Today’s readings deal with God’s providence. The first reading is from Isaiah. It reminds us that God is the one who provides for our needs. If we are thirsty, have no money, grain to eat, God will be there and supply it. It reminds us that we must not think of money, or our efforts as an end in themselves. God truly cares for us and will nourish us if we seek Him.
The responsorial Psalm responds to this by reminding us again that the “hand of the Lord feeds us; he answers all our needs.” Each verse tells us how God is there for each one of us. He looks upon us and sees our needs. God is never far from those who trust in Him and call upon Him for assistance. In the second reading, St. Paul reminds us that nothing separates us from Christ. Our stresses, hunger, suffering, lack of material basics such as clothing; none of these separates us from Christ. He goes on even to say that neither death nor life, nor the angels or principalities, nor things in the present or yet to come will separate us from Christ and His love. These are powerful words reminding us of the first reading and the psalm stating that God is always there for us.
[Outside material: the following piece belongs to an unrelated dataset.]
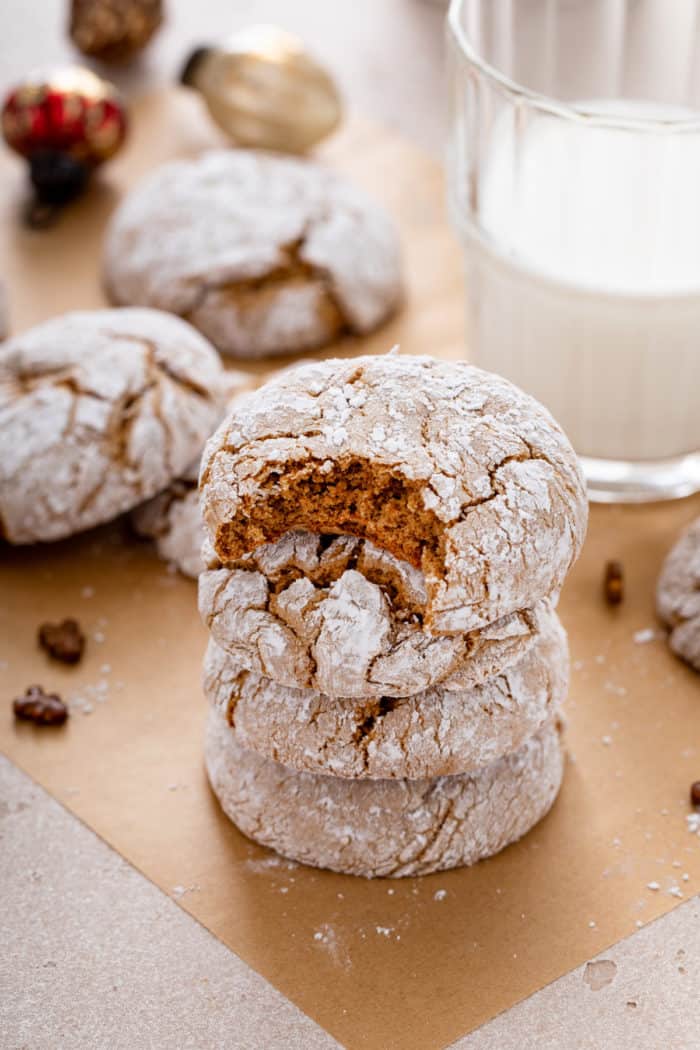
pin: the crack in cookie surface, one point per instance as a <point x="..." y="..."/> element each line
<point x="445" y="466"/>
Many times we lose hope and even faith. Things pop out of nowhere and stress us. Perhaps a big bill comes, we lose our jobs, fail classes, get sick; these remind us of our mortality. They remind us that we are not truly in control of our lives. Not even the rich are in control of their own lives. How many celebrities struggle with depression and act this stress out by living life recklessly and even “opting out” or committing suicide? These people seem to have it all. They have nice mansions, maids, butlers, cars, can travel anywhere at will, yet they are not happy. Money, fame and success are obviously not the ends we should strive for. However, despite whatever may come our way, God is always there for each one of us. If you let the stress or problem facing your life get the best of you, then you will be blinded and will not see God who is there picking you up from the floor, so to speak.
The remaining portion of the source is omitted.